The mosquitoes are out. Everywhere in France, voracious insects disturb the first desires for barbecue. This is the moment researchers at the Polytechnic Institute and State University of Virginia – known as Virginia Tech – have chosen to tell us some bad news: most of the scented soaps we use boost the appetite of laying females – since they, and only them, bite.
Assistant professor in the American university and coordinator of the study, the Frenchman Clément Vinauger explains the mechanism, described in the review iScience from May 10: “Female mosquitoes need blood to obtain the proteins necessary for egg production. But females, like males, also need sugars from plants to get the energy they need for their metabolism. To find these resources, they use volatile compounds emitted by them. But what differentiates us from other animals is that, every day, we use cosmetic or hygiene products, such as soaps, and apply them to our skin. » Products intended to flatter our nostrils, often exhaling sweet vegetable scents. “From the perspective of mosquitoes, therefore, we are a resource that smells like both an animal and a plantcontinues the researcher. However, the effect of adding these plant-emitted compounds to our body odor on mosquito response had never been tested. »

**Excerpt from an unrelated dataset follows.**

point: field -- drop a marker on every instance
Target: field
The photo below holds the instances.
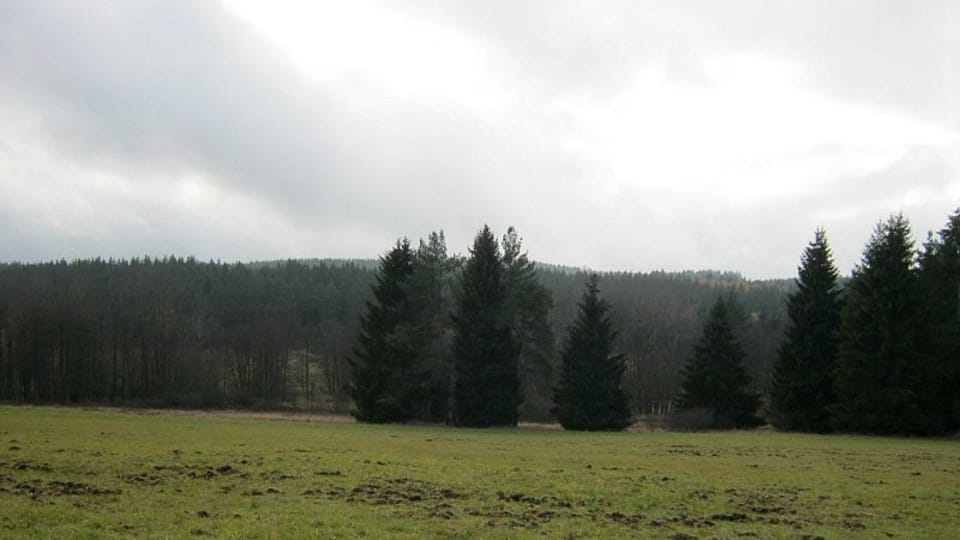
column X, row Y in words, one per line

To undertake this study, the team he leads with the French Chloé Lahondère used methods that the researcher qualifies as“pretty conventional”. Four volunteers were recruited to successively test the four main soaps sold in the United States: Dial, Dove, Simple Truth and Native (in France, Dove is the only one marketed). Each time, they were asked to wash one of the two arms, to simply rinse the other, then to wear nylon sleeves for an hour so that the fabric was impregnated with the smell emitted: that of body on one side, body and soap on the other. All that remained was to study the two pieces of fabric for each volunteer, an operation repeated for several months.
Chemical analysis using a mass spectrograph made it possible to determine the compounds emitted. And there, the first remarkable result: while human body odor is made up of 80% aldehydes, ketones, carboxylic acids and alcohol, “what you smell after washing comes over 50% from soap and is largely dominated by a chemical class called terpenes, which are typically produced by plants”says Clément Vinauger.